The setting was Mount Eden; a dormant volcano that lies right in the middle of the city of Auckland, New Zealand. The date was May 3rd; the birthday of my new best friend Eric. I’d been living in Auckland for a little over two months at this point, yet already I was part of a tight-knit group of seven. We were all exchange students, and besides Eric, we were all intimately bonded through the common enemy of our sketchy apartment building. Today that didn’t matter though, because Eric was turning 21.
In the United States this would’ve been a big day, and Eric would’ve been able to have his first legal drink. That ship had already sailed, however, because the legal drinking age in New Zealand is 18, and needless to say we’d all had a few legal drinks in the preceding months.

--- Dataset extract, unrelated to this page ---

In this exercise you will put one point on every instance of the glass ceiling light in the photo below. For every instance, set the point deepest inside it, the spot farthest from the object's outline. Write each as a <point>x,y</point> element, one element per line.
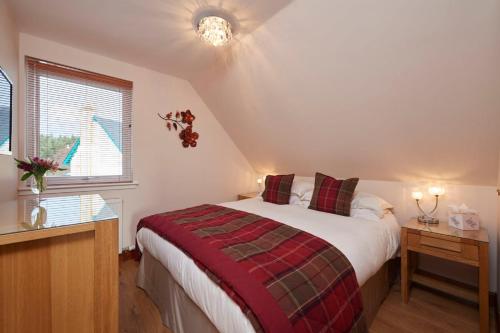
<point>215,30</point>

More than that though, going to the Auckland bars and getting drunk and obnoxious with a crowd of Americans would neither be Eric’s style or the style of our group (although I'd be lying to say it hadn't happened previously). What we came up with to celebrate this most cherished of birthdays was far better.
We all finished our classes for the day and met in our apartment’s lobby as we always did. From there, we walked to the nearest bus station and rode over to a local grocery store. There, we spent the next thirty minutes stocking up on all kinds of breads, spreads, and wine. We checked out, loaded the food and drink into our backpacks, and our merry crew piled into a bus headed out to Mount Eden.

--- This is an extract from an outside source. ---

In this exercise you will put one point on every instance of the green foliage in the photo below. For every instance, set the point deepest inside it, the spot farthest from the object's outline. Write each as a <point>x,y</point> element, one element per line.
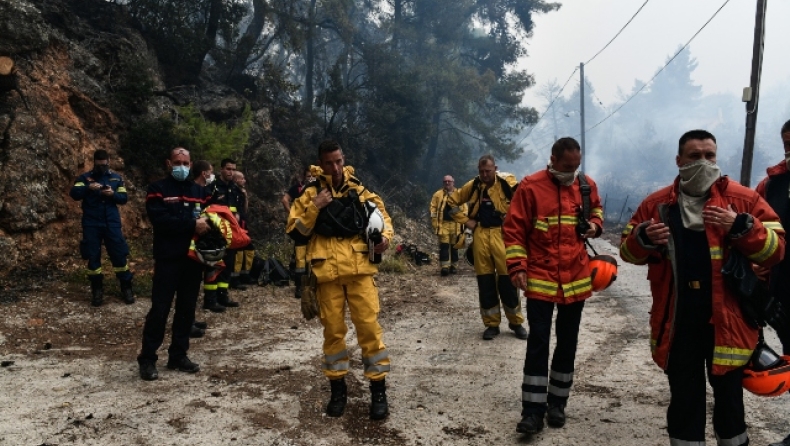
<point>212,141</point>
<point>148,142</point>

We’d been to Mount Eden a few times before and knew how ideal of a location it was, but it wasn’t until this night that I really felt we’d taken full advantage of the place’s great potential. See, Mount Eden is the highest point around aside from the iconic Auckland Skytower, and from its peak, a view of the city is given that is better than any other city overlook that I’ve been lucky enough to experience in my travels. The volcano rises up from the flat landscape around it, and as you climb up you would think that you were just walking up nothing more than a steep hill. That is, until you get to the top and look down into the crater that falls deep into the middle of it, effectively forming a wide circular perimeter that visitors can walk around and each find their own area to take in the view.
Since we were no first-timers here, we knew exactly where to go. We hiked up the mountain and headed right for a big patch of thick green grass that felt like a mattress when laid on. From where we lay, we could see the skyline of Auckland city to our right and the sun setting over a mountain range to our left. On all sides of us, New Zealand's largest city sprawled out, its inhabitants going about their weekday routines as we looked down on it all from above. One of our group unfurled a big blanket in the middle of the grass, and we all situated ourselves around it as we laid the food out for our picnic feast. By the time we got started into the food, our dinner show was already beginning. The sun sank low into the horizon, and the blue of the sky started to give way to the pastel colors of the day’s end.
Time carried on even as we lost track of it in the food, the view, and the type of camaraderie and love that is only shared between new travel companions in the rare situations when you find those exact right people at that exact right point in your life. We talked, joked, and told stories as we worked our way through the food and wine with the sky growing darker overhead and the colors growing stronger in the sunset. The leftover haze of the day caught the light and turned the city below us into a blanket of civilization that we were the kings and queens of as we looked on from our grassy thrones.
Soon, lights started to turn on in our kingdom. The city came to life, and for every minute that turned the day into evening, another ten thousand lights paid testament to the lives being lived out below us. The skyscrapers of downtown buzzed with activity that flowed along and out of the city on bright streets, like electric blood pumping out of the heart of this metropolis into the expanse of land all around us. And here we were, joining this dark and ancient volcano that had formed these lands in watching over this organism of humanity for the night.
And our show was not over yet - no. I peeled my eyes from the city as the last purples turned to black in the sky, and soon the stars were there. Three stars turned to ten, which turned to a hundred, and soon I was lost in the sparkling sea of the heavens that dwarfed any amount of brilliance that we humans of Auckland could conjure up to send back at them, even with all of our millions of lights.
At this point in the night, we had finished our meal and packed the leftovers away. Everyone in our group was content to sit sprawled about in the grass and take in the power of this beauty. I put some atmospheric music that, coupled with the scene around us, took the mind to a new plane of reality - one where nothing but this moment could exist. We ceased to be students studying abroad; we willingly traded in our identities to become mere specks in the grand exposition of life and the cosmos. It was the kind of moment in life that you only believe exists in movie montages, until you live it yourself and know that the beauty of a real moment like this can never be recreated by any movie, not by any photographer, and not by any writer. Only those with the pleasure to experience it themselves can ever know. There was a shared understanding among all of us that talking about the perfection of this moment would only serve to take away from it, and so we silently laid in that New Zealand grass and forgot time as we allowed ourselves to simply be the young, awestruck travelers that we were.